The persistent purpose of my writing over the past decade has been to reflect in a hopefully complex manner on the sort of culture necessary to “solve” the climate and ecological crisis and create a truly sustainable way of life.

One of my main themes has been that neither liberalism (nor Liberalism[i] ) is suited to that task, in large part because it is fundamentally growthist, requiring for social stability the “simple requirement,” as Franklin Delano Roosevelt put it, of “the enjoyment of the fruits of scientific progress in a wider and constantly rising standard of living.”  As David Fleming wrote, “starting some three centuries ago, the market economy has, with growing confidence, been the source and framework for a loose and easy-going but effective civil society and social order” (85).  Expansion, growth, and the promise of limitless possibility are the foundation of the “effectiveness” mentioned by Fleming.  Growth is the social glue that has held liberal industrial societies together, which is one of several connected reasons why we won’t address our relationship to our natural ecology by becoming “more liberal” or “more progressive.” Sustainability, then, is neither liberal nor progressive.
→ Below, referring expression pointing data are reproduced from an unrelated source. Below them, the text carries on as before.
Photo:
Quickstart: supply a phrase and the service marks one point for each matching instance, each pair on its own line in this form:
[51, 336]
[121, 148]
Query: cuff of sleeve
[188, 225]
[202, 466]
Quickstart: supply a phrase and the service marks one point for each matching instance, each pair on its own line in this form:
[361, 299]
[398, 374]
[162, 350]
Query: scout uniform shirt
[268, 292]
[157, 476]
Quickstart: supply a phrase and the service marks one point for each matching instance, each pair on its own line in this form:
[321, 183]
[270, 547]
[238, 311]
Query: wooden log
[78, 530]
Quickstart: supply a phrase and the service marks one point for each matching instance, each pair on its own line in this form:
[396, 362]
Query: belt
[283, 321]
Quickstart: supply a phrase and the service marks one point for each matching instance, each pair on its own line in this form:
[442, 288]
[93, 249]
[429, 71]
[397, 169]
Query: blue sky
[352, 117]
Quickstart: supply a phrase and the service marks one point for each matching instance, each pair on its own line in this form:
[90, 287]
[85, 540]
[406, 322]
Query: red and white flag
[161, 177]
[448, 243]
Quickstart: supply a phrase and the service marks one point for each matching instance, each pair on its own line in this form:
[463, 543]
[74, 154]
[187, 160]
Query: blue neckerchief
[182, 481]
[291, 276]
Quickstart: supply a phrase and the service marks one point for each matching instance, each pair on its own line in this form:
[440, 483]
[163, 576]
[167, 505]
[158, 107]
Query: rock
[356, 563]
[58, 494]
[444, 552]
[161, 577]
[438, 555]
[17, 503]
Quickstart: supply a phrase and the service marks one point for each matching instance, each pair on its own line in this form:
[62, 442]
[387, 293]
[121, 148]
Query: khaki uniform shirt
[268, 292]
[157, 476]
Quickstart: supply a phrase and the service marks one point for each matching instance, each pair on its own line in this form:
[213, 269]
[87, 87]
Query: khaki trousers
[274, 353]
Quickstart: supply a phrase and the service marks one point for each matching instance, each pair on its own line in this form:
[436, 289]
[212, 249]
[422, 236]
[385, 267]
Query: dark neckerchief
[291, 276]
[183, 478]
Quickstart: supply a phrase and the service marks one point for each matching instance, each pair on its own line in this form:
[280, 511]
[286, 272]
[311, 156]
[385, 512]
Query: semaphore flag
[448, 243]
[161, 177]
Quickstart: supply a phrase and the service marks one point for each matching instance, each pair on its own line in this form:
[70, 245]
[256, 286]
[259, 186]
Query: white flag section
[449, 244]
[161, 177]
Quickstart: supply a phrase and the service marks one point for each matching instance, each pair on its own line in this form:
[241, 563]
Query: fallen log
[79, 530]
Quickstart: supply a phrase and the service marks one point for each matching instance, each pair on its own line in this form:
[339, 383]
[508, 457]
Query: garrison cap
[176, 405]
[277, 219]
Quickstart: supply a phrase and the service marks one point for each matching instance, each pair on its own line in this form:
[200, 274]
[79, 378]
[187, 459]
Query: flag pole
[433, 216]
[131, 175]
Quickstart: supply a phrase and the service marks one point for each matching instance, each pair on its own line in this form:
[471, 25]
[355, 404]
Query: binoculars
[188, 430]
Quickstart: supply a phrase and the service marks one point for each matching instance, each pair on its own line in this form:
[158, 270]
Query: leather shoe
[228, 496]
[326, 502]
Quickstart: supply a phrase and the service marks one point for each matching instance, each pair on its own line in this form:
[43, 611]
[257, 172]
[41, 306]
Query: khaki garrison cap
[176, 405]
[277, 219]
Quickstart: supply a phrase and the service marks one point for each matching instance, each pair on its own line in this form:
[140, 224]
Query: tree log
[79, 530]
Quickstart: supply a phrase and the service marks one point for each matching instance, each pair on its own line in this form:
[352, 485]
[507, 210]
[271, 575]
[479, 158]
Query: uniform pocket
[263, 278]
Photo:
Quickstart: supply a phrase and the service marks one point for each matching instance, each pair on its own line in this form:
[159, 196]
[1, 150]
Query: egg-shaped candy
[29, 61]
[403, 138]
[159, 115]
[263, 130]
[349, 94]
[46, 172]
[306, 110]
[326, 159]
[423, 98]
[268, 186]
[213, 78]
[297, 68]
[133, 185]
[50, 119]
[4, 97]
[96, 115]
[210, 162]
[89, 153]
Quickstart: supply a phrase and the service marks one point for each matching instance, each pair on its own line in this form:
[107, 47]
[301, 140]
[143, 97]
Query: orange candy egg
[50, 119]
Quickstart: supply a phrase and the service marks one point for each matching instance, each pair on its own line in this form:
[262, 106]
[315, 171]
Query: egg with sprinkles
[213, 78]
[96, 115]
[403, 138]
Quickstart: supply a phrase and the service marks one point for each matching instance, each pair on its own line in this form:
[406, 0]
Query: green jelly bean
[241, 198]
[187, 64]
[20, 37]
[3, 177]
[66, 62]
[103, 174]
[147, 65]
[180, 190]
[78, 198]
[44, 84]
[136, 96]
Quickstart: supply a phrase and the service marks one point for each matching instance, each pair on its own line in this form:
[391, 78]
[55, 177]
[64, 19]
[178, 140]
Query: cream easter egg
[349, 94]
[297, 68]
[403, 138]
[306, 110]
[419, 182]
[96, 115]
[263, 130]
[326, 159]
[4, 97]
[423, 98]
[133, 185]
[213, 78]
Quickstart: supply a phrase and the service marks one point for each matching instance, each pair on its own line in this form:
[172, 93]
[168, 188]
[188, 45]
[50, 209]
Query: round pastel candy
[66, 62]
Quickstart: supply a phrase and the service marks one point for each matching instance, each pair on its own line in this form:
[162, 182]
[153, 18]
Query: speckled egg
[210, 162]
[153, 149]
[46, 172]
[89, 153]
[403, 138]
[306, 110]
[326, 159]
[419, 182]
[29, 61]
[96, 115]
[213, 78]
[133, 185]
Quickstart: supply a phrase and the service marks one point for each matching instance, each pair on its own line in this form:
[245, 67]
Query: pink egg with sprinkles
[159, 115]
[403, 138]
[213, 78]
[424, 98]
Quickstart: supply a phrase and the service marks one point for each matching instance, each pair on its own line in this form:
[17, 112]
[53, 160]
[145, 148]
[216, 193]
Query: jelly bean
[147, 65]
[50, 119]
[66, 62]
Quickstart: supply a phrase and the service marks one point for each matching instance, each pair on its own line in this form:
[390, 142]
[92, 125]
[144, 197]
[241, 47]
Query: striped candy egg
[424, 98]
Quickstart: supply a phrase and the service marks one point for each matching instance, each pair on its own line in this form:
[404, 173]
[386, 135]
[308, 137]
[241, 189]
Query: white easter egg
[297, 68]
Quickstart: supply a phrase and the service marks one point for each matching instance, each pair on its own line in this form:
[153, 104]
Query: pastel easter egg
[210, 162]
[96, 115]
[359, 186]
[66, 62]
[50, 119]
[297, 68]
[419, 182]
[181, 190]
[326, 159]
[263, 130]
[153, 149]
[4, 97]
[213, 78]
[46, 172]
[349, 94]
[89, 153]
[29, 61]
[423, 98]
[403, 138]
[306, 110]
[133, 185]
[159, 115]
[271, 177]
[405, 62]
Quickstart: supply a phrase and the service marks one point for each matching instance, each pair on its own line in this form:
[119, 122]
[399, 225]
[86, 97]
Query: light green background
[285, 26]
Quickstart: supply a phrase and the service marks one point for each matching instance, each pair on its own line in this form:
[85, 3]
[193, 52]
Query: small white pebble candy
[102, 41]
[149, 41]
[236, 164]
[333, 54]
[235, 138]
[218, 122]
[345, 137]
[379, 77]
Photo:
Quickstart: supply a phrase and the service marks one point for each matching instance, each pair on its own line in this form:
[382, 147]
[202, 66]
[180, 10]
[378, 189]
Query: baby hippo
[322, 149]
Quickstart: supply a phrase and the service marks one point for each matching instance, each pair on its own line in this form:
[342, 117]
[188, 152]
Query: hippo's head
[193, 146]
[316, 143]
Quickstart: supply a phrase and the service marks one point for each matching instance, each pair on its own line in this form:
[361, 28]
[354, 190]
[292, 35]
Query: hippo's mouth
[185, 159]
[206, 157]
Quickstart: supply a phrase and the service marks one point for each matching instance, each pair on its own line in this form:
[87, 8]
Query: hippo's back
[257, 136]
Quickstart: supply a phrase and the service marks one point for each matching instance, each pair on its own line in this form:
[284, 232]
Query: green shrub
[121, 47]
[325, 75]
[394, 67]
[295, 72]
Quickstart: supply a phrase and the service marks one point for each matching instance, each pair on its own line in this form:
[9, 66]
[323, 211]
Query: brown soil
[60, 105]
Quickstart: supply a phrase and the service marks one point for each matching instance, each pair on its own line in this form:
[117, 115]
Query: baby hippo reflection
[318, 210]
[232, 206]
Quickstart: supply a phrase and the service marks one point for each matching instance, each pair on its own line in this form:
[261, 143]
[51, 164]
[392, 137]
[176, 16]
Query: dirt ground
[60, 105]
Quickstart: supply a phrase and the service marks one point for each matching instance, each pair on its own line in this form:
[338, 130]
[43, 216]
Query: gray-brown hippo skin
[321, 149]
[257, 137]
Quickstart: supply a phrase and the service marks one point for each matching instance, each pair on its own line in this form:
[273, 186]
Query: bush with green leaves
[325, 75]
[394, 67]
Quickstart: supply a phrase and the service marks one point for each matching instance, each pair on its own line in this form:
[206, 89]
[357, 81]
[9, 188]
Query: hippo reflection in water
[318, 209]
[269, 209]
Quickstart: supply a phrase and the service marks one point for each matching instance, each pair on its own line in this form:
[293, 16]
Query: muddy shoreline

But, one might ask, why so persistent a critique of our liberal friends?  After all, they (we) seem the most inclined to pay attention to the environment, and to show care and concern for our connection to nature.  One might imagine a story about a contradiction in progressive attitudes, torn between concern and empathy, on the one hand, and growth and prosperity on the other, happily resolved as the empathetic side prevails in the face of growing awareness of the collateral damage of growth and prosperity.  Perhaps.